Edinson Cavani hatte gerade zum 1:0 gegen Manchester City getroffen und damit Napoli in der Champions League willkommen geheißen. Sieben Kilometer entfernt, bei der Universität Neapels "Federico II", schlagen die Seismographen aus.

Der über die letzten Jahre aufgestauten Wut der Fans wird freien Lauf gelassen, gepaart mit tiefer, ehrlicher süditalienischer Freude. Die Insolvenz 2004, der Neustart in der dritten Liga und die andauernden rassistischen Anfeindungen gegen die Stadt und deren Bevölkerung - all dies scheint in den zwei Minuten nach dem Tor von der Seele gebrüllt zu werden und Neapel zu verlassen. Man ist wieder jemand auf der großen Bühne Europas.

Die ganze Stadt eine Mannschaft

Neapel hat nicht nur die einzige Fußballmannschaft, die in Süditalien größere Erfolge nachweisen kann. Sie hat dort auch die größte Fangemeinde. Doch die Fans in Neapel sind anders. Es ist keine "Echte Liebe" oder ein "Mia sein Mia" - Es ist beides. Es ist totale Hingabe zum Prunkstück der Stadt.

Es ist die absolute Verschmelzung der Bevölkerung mit den hellblauen Farben sowie die Identität einer krisengebeutelten Region und deren größter Stolz. Der ehemalige Inter-Co- und Chelsea-Trainer Andres Villas-Boas war vom San Paolo einfach nur beeindruckt: "Napoli ist nicht nur eine Fußball-Mannschaft, es ist der Gemütszustand einer ganzen Stadt."

Mit dieser Einstellung pilgern an jedem Wochenende über 60.000 Menschen ins altehrwürdige Stadio San Paolo, um dort ihre Mannschaft bei einem Fußballspiel anzufeuern wie ein Vater seinen Sohn. Im Gegensatz zu Madrid oder Mailand, wo die Klubs zwei verschiedene Bevölkerungsschichten repräsentieren, gibt es in Neapel nur die eine Mannschaft, welche die Stadt für ein paar Stunden vereint.
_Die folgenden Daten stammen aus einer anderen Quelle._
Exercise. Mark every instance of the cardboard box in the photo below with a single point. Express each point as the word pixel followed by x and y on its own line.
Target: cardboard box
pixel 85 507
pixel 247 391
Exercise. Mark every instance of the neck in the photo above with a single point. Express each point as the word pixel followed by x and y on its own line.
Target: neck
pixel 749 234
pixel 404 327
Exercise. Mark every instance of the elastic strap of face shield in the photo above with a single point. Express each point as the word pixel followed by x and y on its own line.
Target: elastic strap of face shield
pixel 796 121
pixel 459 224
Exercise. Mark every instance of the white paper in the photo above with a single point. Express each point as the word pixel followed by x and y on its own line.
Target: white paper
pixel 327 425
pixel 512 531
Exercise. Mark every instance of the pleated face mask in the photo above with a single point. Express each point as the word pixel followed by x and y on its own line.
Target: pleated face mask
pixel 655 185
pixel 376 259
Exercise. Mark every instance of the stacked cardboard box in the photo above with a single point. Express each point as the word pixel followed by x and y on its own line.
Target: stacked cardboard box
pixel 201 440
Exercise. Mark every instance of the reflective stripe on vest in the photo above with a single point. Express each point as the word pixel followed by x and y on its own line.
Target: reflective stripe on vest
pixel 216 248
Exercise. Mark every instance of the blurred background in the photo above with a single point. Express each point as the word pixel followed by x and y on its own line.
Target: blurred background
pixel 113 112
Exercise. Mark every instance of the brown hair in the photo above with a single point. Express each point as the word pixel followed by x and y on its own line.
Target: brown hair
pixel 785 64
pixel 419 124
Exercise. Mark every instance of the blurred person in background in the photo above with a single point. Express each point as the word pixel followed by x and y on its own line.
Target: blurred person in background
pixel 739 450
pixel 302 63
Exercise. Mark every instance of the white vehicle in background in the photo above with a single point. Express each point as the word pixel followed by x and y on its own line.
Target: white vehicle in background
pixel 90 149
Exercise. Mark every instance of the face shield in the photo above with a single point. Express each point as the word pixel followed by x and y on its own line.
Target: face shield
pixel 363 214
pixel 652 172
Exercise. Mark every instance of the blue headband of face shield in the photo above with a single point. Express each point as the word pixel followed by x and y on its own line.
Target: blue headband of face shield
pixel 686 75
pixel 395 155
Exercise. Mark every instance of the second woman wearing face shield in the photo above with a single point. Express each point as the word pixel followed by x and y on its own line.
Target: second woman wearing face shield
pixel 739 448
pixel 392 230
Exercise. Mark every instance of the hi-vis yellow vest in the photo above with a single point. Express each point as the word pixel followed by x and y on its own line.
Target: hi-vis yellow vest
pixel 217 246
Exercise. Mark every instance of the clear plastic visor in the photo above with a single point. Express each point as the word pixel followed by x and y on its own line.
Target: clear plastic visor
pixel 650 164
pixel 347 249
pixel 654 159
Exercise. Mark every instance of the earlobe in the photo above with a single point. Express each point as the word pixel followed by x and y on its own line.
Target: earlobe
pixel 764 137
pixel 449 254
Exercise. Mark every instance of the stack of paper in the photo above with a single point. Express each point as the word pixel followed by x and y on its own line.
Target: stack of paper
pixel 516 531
"Napoli bringt Menschen aus allen Gesellschaftsschichten zusammen, sei es aus den Nobelvierteln, sei es aus den Blockbauten. Napoli gehört allen Neapolitanern." So versuchte der Sportjournalist Mimmo Carratelli den symbolträchtigen Charakter der Partenopei zu beschreiben.

Verschmähung durch den Norden

Durch diese starke Identifikation der Bevölkerung wird die Mannschaft sehr oft auch Ziel rassistischer Ausschweifungen der Fans aus dem Norden Italiens. Die Fangemeinschaft von Napoli pflegt seit jeher Rivalitäten zu den großen Mannschaften aus Norditalien, die ihre Wurzeln kaum im Fußball haben und meist zum Politikum werden.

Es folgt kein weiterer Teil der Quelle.